On Wednesday, the US Federal Reserve made a larger-than-expected 0.5 percentage point rate cut, reflecting its confidence in the cooling of inflation pressures. In contrast, the BoE adopted a more cautious stance. Governor Andrew Bailey stated that while inflation pressures are easing, it is crucial to ensure inflation remains low, cautioning against cutting rates too quickly or excessively.

Investors believe the British central bank will reduce rates at a slower pace than the Fed over the next year, attributing this to more persistent inflation pressures. The BoE revised its inflation forecast, predicting it to rise to around 2.5 per cent by year-end, down from the previous estimate of 2.75 per cent, partly due to lower oil prices.

After Thursday’s announcement, investors no longer fully expect two rate cuts by the end of 2024, as they had earlier in the day. There is now a 2-in-3 chance of a cut in November, which was previously considered a certainty. Financial markets now anticipate the BoE to make four or five quarter-point rate cuts by June, compared to around seven such cuts expected in the US.

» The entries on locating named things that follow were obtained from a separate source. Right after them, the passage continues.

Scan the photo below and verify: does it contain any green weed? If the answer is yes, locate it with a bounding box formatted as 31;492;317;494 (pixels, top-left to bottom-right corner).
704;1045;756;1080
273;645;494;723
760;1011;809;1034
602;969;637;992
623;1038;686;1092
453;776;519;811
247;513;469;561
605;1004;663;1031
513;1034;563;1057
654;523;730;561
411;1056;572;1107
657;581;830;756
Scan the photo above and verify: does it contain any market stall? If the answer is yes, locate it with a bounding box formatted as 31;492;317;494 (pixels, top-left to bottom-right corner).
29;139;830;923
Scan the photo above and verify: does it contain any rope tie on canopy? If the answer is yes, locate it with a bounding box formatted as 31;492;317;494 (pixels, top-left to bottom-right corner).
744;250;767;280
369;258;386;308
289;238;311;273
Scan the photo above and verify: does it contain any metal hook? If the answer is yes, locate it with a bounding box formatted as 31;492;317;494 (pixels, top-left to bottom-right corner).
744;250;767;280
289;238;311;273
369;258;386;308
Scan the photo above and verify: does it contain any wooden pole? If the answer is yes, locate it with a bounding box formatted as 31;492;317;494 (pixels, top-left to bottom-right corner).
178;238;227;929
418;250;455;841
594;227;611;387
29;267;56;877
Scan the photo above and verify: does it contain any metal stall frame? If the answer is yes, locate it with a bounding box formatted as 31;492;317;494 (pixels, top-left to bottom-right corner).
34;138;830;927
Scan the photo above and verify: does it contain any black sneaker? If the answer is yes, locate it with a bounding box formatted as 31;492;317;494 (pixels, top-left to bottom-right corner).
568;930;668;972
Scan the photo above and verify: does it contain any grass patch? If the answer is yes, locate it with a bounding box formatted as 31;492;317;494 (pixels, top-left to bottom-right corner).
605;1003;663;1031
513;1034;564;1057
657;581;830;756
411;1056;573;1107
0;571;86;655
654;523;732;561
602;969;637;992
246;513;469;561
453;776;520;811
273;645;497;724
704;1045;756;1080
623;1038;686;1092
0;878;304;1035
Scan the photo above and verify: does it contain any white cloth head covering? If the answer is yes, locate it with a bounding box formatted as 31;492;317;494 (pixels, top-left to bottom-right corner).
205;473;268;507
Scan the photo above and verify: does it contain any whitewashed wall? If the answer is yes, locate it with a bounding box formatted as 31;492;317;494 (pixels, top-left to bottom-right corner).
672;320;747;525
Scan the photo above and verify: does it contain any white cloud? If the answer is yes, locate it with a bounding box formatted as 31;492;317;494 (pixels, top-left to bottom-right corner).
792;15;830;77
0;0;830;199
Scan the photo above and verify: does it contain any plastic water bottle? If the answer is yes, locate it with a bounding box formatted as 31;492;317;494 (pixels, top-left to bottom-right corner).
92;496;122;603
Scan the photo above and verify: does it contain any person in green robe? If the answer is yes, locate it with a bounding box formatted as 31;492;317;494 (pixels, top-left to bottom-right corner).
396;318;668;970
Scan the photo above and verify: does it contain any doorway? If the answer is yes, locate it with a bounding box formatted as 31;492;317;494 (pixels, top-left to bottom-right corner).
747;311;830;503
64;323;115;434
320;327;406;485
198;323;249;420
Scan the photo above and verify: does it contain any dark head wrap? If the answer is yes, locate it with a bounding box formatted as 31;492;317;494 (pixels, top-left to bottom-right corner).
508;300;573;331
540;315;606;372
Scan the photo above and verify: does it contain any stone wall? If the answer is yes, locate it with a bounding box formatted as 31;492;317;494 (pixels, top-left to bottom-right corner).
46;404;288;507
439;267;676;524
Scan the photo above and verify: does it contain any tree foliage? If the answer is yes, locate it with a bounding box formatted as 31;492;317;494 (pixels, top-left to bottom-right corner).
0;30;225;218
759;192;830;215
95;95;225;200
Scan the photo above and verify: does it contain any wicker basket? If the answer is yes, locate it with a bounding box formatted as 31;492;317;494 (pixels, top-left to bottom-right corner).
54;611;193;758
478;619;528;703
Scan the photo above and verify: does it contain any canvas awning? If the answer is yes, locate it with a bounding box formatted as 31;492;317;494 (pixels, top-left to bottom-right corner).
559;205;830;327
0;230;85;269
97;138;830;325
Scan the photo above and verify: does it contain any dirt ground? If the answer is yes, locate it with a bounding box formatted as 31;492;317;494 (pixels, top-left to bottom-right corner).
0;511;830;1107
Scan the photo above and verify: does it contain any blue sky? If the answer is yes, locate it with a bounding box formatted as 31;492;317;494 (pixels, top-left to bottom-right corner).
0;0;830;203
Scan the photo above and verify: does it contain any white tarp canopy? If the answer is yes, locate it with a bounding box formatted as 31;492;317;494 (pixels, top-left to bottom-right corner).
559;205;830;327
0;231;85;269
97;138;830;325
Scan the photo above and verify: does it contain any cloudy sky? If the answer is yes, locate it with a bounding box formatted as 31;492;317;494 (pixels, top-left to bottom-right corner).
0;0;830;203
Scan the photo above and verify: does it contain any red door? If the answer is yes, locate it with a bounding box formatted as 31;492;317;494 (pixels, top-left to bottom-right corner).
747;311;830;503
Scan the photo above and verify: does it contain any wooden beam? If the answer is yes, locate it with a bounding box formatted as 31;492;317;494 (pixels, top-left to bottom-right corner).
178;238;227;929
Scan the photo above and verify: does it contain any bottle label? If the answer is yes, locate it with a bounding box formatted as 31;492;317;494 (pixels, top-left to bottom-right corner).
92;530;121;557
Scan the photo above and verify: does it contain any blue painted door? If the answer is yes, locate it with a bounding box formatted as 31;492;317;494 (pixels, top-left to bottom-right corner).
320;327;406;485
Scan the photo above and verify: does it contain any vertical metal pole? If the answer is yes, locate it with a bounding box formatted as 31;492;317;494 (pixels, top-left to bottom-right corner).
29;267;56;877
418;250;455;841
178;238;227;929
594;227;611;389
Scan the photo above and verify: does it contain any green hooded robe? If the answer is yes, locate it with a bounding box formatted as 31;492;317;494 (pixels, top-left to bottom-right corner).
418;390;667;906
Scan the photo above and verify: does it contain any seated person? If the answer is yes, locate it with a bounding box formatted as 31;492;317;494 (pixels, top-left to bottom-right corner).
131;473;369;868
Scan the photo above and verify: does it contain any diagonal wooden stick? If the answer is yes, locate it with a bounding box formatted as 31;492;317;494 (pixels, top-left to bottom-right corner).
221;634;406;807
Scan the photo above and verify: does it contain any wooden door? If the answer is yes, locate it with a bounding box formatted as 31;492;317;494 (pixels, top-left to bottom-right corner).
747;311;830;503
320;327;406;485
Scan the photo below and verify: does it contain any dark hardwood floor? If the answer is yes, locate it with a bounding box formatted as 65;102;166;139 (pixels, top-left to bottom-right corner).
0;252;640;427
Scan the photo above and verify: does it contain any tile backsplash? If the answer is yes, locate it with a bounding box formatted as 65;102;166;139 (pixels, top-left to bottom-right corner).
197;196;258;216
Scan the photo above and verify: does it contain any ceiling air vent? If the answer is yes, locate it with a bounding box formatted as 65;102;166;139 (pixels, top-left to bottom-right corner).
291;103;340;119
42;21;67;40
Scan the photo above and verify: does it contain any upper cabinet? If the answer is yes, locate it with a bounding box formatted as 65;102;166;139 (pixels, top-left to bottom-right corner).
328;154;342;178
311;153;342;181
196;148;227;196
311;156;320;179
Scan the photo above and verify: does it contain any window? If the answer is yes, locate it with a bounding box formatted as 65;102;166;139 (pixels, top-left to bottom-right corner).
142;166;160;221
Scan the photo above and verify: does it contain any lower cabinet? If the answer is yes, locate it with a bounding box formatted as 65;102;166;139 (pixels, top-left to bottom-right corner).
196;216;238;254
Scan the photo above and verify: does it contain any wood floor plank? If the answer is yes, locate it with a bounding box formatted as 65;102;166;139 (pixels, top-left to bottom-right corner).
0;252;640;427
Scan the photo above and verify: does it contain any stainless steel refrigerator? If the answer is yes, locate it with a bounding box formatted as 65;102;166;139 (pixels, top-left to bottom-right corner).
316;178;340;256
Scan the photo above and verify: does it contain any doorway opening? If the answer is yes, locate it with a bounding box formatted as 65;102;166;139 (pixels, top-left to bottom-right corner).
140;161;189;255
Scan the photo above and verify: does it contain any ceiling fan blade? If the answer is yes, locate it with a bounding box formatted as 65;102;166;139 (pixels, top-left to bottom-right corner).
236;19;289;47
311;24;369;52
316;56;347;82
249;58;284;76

The MPC unanimously voted to continue the pace of its quantitative tightening (QT) program over the next 12 months starting in October 2024. QT involves the sale of hundreds of billions of pounds of British government bonds, either through maturation or active sales, which were previously purchased to stimulate the economy. The 100 billion-pound QT pace over the next year will remain consistent with the previous year, aligning with most market expectations.

Some investors had expected an acceleration of QT, considering the BoE holds 87 billion pounds of gilts due to mature naturally over the next year, leaving only 13 billion pounds for active gilt sales at the current pace. Critics argue that QT accelerates losses for the BoE, which purchased gilts at higher prices than their current sale value, and these losses are taxpayer-backed. Additionally, the BoE incurs losses from paying interest on reserves used to finance gilt purchases, which now exceed the returns generated by the gilts.

Many economists anticipate Finance Minister Rachel Reeves may adjust Britain’s fiscal rules to exclude the impact of the BoE’s QT program in her inaugural budget on October 30, potentially providing several billion pounds of additional fiscal flexibility. The BoE maintains that the QT process is progressing smoothly, with only a “modest” impact on monetary policy overall, and is necessary to ensure flexibility in future crises.